The series is a continuation of the network’s “The White Queen,” and stars Jodie Foster as Elizabeth of York, Jacobs Collins-Levy as King Henry VII, along with Suki Waterhouse as Cecily of York. “Jacob, when he first came, I don’t think he’d worn costumes of this kind before, and he was very excited to put on the armor and whatnot,” de Gaye adds.

“The idea was to approach this in a slightly different way,” she explains of how this season differs; she hadn’t been involved with the previous series. “I was trying to make an authentic feel. The feel of authenticity, really, even though it’s a world that we’re inventing and learning from paintings and things. The idea was to make it a visceral, approachable world that drew the audience in.”

She describes the costumes in the show as “fairytale” and “theatrical.” The women’s dresses are made of rich colored brocades with fur and velvet trimming.

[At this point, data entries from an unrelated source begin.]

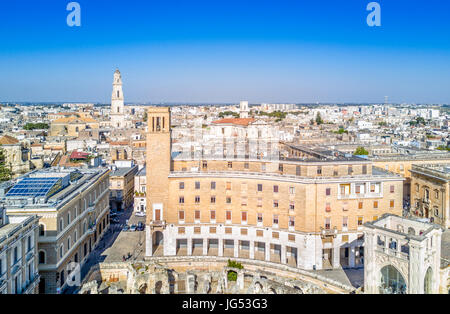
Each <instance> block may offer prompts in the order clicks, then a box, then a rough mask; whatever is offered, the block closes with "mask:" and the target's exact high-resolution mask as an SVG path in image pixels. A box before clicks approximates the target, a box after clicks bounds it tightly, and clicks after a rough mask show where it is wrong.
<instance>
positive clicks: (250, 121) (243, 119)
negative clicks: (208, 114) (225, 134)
mask: <svg viewBox="0 0 450 314" xmlns="http://www.w3.org/2000/svg"><path fill="white" fill-rule="evenodd" d="M253 122H255V119H253V118H246V119H244V118H230V119H222V120H217V121H214V122H213V123H214V124H236V125H243V126H248V125H249V124H250V123H253Z"/></svg>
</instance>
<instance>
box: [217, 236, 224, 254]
mask: <svg viewBox="0 0 450 314" xmlns="http://www.w3.org/2000/svg"><path fill="white" fill-rule="evenodd" d="M217 255H218V256H219V257H222V256H223V239H222V238H219V243H218V248H217Z"/></svg>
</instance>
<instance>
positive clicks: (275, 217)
mask: <svg viewBox="0 0 450 314" xmlns="http://www.w3.org/2000/svg"><path fill="white" fill-rule="evenodd" d="M273 224H274V225H278V215H273Z"/></svg>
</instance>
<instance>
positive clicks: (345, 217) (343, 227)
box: [342, 217, 348, 228]
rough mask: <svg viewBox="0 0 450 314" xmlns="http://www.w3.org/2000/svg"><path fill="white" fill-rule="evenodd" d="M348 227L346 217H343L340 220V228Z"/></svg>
mask: <svg viewBox="0 0 450 314" xmlns="http://www.w3.org/2000/svg"><path fill="white" fill-rule="evenodd" d="M347 227H348V217H343V218H342V228H347Z"/></svg>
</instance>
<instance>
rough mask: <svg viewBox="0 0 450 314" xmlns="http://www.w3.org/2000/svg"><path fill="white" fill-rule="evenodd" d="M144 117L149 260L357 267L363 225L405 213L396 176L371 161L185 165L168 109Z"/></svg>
mask: <svg viewBox="0 0 450 314" xmlns="http://www.w3.org/2000/svg"><path fill="white" fill-rule="evenodd" d="M148 117H149V120H148V121H149V133H148V134H147V165H150V166H149V167H147V192H148V194H147V195H148V196H147V230H146V232H147V234H146V237H147V240H146V241H147V242H146V256H158V255H164V256H175V255H213V256H229V257H236V258H237V257H242V258H249V259H256V260H257V259H260V260H265V261H273V262H277V263H281V264H289V265H293V266H295V267H298V268H303V269H325V268H337V267H340V266H341V265H342V264H343V265H344V267H358V266H362V263H363V258H362V255H363V249H362V246H363V238H362V235H363V233H362V225H363V223H364V222H367V221H373V220H377V219H378V217H381V215H383V214H385V213H391V214H401V213H402V195H403V178H402V177H400V176H399V175H396V174H393V173H390V172H386V171H383V170H381V169H377V168H375V167H372V163H371V162H370V161H367V160H363V159H360V158H330V159H325V160H320V159H317V158H311V159H309V160H302V159H299V158H285V159H283V158H279V159H277V160H271V159H257V158H254V159H252V158H229V157H227V158H217V157H214V158H212V157H207V156H202V157H200V158H196V157H194V156H188V157H186V156H184V155H183V154H179V153H178V152H172V150H171V148H172V146H171V127H170V111H169V109H168V108H152V109H149V111H148Z"/></svg>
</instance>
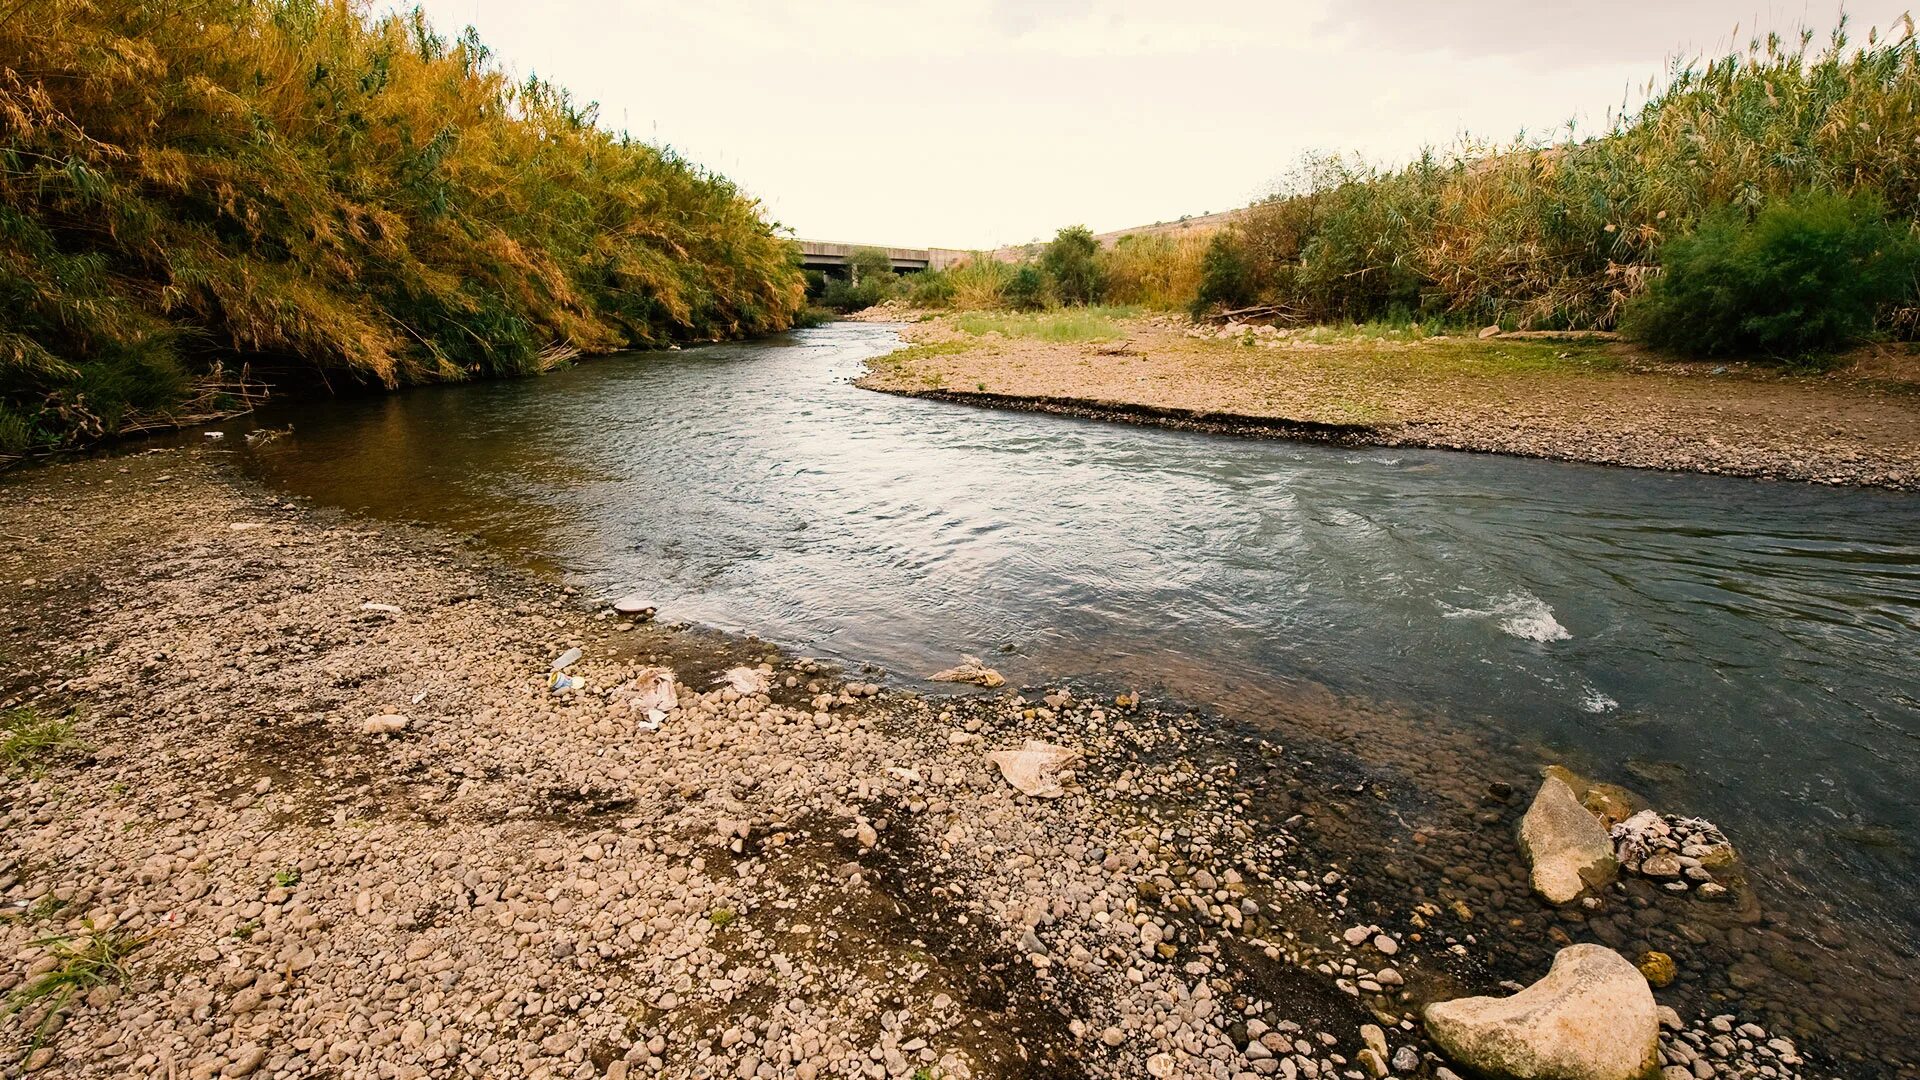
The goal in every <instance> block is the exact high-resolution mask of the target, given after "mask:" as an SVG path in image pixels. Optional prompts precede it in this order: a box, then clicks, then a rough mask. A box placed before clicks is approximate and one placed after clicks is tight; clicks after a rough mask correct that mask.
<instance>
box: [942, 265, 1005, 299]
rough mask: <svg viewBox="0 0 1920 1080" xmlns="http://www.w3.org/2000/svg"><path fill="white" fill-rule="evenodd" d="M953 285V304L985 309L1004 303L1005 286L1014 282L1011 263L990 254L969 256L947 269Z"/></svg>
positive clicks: (951, 281) (948, 276) (1004, 295)
mask: <svg viewBox="0 0 1920 1080" xmlns="http://www.w3.org/2000/svg"><path fill="white" fill-rule="evenodd" d="M947 279H948V281H950V282H952V286H954V298H952V304H954V307H968V309H981V311H985V309H989V307H1002V306H1006V290H1008V288H1010V286H1012V284H1014V267H1012V265H1008V263H1002V261H1000V259H995V258H991V256H973V258H972V259H968V261H964V263H960V265H956V267H952V269H948V271H947Z"/></svg>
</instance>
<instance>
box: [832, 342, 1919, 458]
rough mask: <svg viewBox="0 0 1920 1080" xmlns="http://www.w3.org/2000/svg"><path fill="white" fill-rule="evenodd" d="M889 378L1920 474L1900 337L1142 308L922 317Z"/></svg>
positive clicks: (1545, 450) (1273, 421)
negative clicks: (1764, 350) (1264, 316)
mask: <svg viewBox="0 0 1920 1080" xmlns="http://www.w3.org/2000/svg"><path fill="white" fill-rule="evenodd" d="M902 334H904V336H906V340H908V342H914V344H916V348H910V350H906V352H900V354H895V356H893V357H885V359H879V361H874V363H872V369H870V373H868V375H866V377H864V379H862V380H860V384H862V386H868V388H872V390H887V392H897V394H916V396H931V398H943V400H950V402H972V404H979V405H991V407H1021V409H1035V411H1056V413H1068V415H1083V417H1098V419H1112V421H1125V423H1154V425H1165V427H1183V429H1196V430H1219V432H1236V434H1254V436H1269V438H1271V436H1279V438H1321V440H1336V442H1344V444H1367V446H1421V448H1440V450H1476V452H1492V454H1521V455H1528V457H1551V459H1561V461H1592V463H1601V465H1630V467H1640V469H1678V471H1695V473H1724V475H1734V477H1768V479H1786V480H1816V482H1826V484H1866V486H1887V488H1908V490H1914V488H1920V359H1916V357H1914V356H1908V354H1907V352H1903V350H1893V348H1891V346H1889V348H1887V350H1882V352H1870V354H1862V356H1859V357H1857V361H1855V363H1851V365H1847V367H1843V369H1839V371H1836V373H1830V375H1791V373H1782V371H1778V369H1770V367H1755V365H1716V363H1670V361H1657V359H1651V357H1647V356H1644V354H1640V352H1638V350H1634V348H1632V346H1626V344H1613V342H1555V340H1513V338H1496V340H1478V338H1404V336H1392V334H1386V336H1380V334H1354V332H1346V334H1342V332H1332V331H1302V332H1273V331H1269V329H1252V327H1248V329H1235V331H1229V332H1227V336H1225V338H1215V336H1204V338H1202V336H1194V332H1192V329H1190V327H1188V325H1187V323H1185V319H1175V317H1139V319H1127V321H1125V323H1121V332H1119V336H1117V338H1116V340H1096V342H1048V340H1035V338H1023V336H1004V334H979V336H975V334H966V332H960V331H958V329H956V325H954V317H948V315H941V317H933V319H929V321H924V323H912V325H908V327H906V329H904V331H902Z"/></svg>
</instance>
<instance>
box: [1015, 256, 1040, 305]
mask: <svg viewBox="0 0 1920 1080" xmlns="http://www.w3.org/2000/svg"><path fill="white" fill-rule="evenodd" d="M1006 306H1008V307H1012V309H1014V311H1039V309H1041V307H1046V275H1044V273H1041V267H1037V265H1033V263H1020V265H1018V267H1014V275H1012V277H1010V279H1008V281H1006Z"/></svg>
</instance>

They also have a presence — you can hear the ladies’ ground-grazing skirts rustle as they move.

While some items were sourced and rented, including jewelry, many of the costumes were created specifically for the show. “For our three queens as it were, we made all their costumes,” she says, adding that this allowed her team the ability to convey character development through dress. “The young queen, for example, sort of becomes more iron plated as her powers grow in the court. So she’s not actually wearing armor, but there’s the impression of protection against all of the pitfalls,” she says. “We used a lot of metallic, lacy textures that come in gradually. So she comes in as a young girl in these soft linen fabrics that are tightly laced but quite flowy, and they become stiffer with age.”

Of course, not all of the costumes mirror the functionality of the period.

“We had armors that were made from aluminum, but [the men of the time period] had armor that was made from steel, and the chain mail that they wore was unbelievably heavy,” de Gaye says. “You could just take a little bit and put it on the neck, and it weighs a ton. That they’re actually fighting in this stuff, it was absolutely incredible.”